海外ミステリ・レビュー

……新旧の積ん読本を崩しつつ

「テロリストの荒野」ジェラルド・シーモア

シーモア1985年発表の第8作で、北アイルランドを舞台にテロリストの苦悩を描く。

一線から退いていたIRA暫定派の工作員マクナリーは、上層部の命令によりベルファストでテロを実行し、英国の判事らを殺害する。治安部隊によって間もなく逮捕されるが、まだ若くして妻子を残したままに終身刑となるのを恐れ、釈放/身の安全と引き替えにIRA幹部らの名を明かすことを決意。だが、密告者の汚名を着せられた夫を忌み嫌う妻は、マクナリーの思いを踏みにじり、子どもらを連れて離別する。英国政府は、テロ実行前後にマクナリーと懇意となったフェリス中尉を派遣し、精神的に追い詰められていくマクナリーを法廷で証言させるために鼓舞する。一方、壊滅的な打撃を被ったIRA暫定派の残党は、裏切り者を抹殺するための謀略を張り巡らす。

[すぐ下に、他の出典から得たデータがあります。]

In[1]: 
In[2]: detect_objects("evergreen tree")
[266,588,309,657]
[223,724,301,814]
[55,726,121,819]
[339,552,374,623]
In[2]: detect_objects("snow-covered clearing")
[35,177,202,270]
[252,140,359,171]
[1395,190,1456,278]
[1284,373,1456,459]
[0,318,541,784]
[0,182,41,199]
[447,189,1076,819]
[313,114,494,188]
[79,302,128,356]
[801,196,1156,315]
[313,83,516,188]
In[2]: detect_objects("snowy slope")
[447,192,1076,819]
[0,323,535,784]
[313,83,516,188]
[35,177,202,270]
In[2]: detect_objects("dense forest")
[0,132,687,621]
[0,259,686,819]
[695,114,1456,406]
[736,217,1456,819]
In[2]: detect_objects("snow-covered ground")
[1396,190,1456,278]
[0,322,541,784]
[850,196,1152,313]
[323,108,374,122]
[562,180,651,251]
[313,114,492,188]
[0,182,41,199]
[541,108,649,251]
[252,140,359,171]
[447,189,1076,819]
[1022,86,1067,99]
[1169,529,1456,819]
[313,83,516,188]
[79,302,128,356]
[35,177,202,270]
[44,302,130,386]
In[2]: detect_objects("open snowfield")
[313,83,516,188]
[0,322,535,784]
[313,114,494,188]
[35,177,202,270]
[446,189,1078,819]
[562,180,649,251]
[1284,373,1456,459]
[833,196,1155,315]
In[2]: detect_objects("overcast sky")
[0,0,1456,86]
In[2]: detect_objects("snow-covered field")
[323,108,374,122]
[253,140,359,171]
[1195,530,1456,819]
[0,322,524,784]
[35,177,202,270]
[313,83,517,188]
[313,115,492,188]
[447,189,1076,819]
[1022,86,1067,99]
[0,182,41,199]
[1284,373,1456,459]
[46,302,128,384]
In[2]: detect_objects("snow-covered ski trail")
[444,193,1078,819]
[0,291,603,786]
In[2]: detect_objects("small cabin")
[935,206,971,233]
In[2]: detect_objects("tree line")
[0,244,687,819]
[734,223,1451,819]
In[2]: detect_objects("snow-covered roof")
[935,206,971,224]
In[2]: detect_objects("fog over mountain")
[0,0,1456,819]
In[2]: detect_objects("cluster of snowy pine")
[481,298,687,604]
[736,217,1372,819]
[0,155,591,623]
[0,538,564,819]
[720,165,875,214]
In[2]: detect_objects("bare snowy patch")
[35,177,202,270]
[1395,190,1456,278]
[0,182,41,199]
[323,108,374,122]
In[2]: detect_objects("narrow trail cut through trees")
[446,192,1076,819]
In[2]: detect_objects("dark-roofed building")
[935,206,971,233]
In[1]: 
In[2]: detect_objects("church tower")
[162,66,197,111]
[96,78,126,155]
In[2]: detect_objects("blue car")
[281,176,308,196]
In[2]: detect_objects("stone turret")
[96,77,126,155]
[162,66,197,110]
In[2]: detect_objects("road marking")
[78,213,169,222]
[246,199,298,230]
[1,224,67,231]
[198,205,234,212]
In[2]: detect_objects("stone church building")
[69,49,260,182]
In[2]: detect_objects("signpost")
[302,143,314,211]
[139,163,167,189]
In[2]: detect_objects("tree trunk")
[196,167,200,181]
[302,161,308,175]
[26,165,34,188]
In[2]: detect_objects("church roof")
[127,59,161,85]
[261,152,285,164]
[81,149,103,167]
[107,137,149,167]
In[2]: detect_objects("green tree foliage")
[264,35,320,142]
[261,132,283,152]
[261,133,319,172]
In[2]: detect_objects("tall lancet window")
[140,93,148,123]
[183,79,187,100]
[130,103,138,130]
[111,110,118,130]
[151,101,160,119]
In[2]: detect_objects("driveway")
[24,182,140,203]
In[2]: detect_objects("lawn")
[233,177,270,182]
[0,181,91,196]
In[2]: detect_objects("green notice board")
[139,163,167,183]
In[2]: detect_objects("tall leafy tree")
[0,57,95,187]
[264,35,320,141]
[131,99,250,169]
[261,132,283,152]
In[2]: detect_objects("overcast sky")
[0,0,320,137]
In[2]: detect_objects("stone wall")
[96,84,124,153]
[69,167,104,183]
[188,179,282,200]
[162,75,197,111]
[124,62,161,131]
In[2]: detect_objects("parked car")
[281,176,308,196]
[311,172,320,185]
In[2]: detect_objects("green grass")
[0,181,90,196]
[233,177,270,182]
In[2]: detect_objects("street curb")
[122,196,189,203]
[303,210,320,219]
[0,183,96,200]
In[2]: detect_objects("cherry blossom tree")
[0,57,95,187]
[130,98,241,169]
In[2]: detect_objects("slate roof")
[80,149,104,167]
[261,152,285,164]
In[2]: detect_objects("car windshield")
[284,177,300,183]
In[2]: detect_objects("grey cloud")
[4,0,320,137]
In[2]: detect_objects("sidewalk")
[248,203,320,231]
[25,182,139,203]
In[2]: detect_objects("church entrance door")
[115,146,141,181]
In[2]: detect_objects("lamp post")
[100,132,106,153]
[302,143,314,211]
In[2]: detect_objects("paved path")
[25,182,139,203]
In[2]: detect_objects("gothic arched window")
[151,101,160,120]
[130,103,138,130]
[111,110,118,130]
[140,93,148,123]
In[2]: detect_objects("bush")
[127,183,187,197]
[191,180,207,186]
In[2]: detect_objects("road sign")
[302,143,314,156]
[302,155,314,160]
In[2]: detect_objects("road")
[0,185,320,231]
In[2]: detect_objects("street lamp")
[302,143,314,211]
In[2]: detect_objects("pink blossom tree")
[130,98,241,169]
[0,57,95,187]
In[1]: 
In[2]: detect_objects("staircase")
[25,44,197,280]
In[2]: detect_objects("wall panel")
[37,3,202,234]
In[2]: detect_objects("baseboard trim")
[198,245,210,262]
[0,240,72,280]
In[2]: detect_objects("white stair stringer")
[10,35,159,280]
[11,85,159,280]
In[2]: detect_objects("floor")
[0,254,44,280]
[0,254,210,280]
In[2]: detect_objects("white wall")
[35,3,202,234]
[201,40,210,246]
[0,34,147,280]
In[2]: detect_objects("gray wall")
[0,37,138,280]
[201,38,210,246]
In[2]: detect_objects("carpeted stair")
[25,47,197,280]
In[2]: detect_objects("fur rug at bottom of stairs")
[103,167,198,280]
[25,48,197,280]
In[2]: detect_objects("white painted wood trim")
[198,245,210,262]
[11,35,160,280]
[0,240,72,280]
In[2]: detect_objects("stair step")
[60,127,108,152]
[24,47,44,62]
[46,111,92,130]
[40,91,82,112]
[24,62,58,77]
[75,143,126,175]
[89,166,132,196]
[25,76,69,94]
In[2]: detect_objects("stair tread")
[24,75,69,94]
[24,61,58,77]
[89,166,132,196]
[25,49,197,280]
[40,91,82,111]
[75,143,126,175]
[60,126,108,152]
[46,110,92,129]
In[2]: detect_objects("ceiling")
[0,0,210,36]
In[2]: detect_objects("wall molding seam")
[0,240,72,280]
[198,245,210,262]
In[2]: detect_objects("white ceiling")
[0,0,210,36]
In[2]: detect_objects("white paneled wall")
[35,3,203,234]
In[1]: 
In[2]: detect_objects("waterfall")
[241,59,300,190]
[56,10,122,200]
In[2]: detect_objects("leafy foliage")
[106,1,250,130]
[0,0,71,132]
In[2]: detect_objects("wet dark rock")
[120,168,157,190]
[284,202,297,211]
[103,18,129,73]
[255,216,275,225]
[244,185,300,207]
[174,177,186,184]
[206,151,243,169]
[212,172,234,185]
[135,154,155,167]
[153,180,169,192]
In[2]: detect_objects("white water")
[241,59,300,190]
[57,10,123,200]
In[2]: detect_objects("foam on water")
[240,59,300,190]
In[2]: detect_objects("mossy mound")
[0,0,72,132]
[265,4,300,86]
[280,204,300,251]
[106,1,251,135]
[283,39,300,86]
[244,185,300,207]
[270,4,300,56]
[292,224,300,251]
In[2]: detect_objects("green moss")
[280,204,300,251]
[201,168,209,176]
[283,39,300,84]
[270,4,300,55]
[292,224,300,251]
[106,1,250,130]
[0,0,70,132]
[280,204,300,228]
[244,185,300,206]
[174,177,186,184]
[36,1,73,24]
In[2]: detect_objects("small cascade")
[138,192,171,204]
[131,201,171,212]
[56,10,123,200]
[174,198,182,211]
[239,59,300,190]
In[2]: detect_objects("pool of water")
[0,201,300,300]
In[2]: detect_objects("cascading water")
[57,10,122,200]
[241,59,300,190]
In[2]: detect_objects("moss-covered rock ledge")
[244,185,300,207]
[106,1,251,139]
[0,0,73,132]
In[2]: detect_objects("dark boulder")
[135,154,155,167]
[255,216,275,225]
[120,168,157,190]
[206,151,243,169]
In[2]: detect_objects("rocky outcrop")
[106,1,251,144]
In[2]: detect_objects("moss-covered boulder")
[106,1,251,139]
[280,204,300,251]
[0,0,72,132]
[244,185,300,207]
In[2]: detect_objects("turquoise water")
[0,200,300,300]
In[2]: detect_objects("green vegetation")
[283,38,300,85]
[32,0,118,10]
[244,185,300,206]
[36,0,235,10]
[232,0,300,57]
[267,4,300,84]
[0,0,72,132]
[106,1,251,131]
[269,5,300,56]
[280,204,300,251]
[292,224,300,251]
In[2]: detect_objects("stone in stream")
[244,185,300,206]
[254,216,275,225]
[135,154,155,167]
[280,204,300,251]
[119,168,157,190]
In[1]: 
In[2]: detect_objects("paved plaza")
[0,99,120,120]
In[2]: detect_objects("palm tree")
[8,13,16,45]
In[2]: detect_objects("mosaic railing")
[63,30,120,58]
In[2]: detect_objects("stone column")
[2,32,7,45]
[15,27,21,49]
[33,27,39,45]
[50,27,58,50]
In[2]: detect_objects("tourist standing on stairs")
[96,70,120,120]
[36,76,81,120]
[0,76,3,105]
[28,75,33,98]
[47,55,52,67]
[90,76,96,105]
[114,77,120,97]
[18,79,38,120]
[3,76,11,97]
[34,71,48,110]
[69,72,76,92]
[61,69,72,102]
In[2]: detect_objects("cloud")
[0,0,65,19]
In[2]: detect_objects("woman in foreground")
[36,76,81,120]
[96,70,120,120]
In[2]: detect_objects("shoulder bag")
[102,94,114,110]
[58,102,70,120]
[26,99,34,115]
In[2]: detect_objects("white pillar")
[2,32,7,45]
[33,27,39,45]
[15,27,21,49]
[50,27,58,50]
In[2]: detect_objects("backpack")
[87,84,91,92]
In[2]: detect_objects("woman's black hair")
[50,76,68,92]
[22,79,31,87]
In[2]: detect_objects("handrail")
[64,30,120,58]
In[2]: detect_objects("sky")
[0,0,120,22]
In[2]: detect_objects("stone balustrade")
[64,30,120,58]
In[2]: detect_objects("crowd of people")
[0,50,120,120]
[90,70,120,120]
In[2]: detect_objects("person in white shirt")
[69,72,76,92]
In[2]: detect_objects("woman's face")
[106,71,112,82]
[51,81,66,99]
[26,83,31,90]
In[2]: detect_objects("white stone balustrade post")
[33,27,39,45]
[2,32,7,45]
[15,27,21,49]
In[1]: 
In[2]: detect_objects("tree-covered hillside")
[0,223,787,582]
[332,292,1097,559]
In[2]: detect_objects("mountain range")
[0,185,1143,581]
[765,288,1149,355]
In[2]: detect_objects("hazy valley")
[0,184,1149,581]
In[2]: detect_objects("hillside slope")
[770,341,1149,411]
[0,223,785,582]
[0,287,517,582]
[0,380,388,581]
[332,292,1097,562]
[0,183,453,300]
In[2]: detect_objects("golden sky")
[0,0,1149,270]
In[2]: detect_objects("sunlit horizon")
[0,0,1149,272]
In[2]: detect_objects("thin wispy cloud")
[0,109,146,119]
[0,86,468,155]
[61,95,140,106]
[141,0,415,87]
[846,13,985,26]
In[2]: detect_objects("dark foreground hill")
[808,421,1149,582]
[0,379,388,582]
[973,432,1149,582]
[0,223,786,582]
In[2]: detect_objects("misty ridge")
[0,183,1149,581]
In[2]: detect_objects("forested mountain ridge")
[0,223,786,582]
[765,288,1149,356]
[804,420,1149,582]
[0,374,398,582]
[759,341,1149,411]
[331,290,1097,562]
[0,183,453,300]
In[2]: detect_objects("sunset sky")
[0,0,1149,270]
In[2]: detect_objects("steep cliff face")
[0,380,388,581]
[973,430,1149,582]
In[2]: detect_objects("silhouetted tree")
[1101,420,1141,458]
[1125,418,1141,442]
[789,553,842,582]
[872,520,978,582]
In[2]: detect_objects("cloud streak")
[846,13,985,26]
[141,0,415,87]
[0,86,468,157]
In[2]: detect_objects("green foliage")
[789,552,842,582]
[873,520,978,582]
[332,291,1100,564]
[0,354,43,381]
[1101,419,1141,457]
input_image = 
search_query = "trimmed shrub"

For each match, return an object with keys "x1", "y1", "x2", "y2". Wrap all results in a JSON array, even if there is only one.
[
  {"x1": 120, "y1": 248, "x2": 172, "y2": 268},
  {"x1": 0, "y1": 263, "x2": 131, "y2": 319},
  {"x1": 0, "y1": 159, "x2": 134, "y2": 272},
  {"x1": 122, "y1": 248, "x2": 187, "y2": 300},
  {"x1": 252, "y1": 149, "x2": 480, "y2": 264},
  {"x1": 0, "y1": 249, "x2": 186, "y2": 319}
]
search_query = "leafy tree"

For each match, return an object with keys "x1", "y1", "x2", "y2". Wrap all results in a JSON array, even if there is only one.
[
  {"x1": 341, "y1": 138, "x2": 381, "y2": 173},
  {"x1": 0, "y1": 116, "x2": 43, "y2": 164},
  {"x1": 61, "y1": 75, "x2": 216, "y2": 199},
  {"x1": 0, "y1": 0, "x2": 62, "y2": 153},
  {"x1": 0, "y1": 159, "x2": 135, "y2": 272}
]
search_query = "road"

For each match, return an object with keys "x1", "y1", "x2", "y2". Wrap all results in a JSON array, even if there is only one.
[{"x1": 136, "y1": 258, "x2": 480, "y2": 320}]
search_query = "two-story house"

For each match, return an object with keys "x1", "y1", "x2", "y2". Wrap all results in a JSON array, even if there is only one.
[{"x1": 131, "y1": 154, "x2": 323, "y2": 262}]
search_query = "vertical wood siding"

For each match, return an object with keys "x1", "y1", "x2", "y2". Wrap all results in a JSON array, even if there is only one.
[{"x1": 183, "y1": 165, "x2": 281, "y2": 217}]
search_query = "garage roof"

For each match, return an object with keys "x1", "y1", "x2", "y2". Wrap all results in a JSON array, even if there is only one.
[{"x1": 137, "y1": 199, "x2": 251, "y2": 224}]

 日本版タイトルからはアクション主体の展開を想起させるが、「テロリストの荒野」とは己の信条を捨て去り、裏切り者として生きていかざるを得ないマクナリーの荒涼たる心情を表す。以前は敵であった政府の庇護を受けつつも、元の仲間らに生命を狙われるテロリストの男は、非常に女々しく脆いのだが、その不安定な精神状態を支えようとする英国軍人の凛々しさを対照的に配置することで、物語に厚みをもたらしている。ただ、中弛みは避けようが無く、緊張感が持続しない。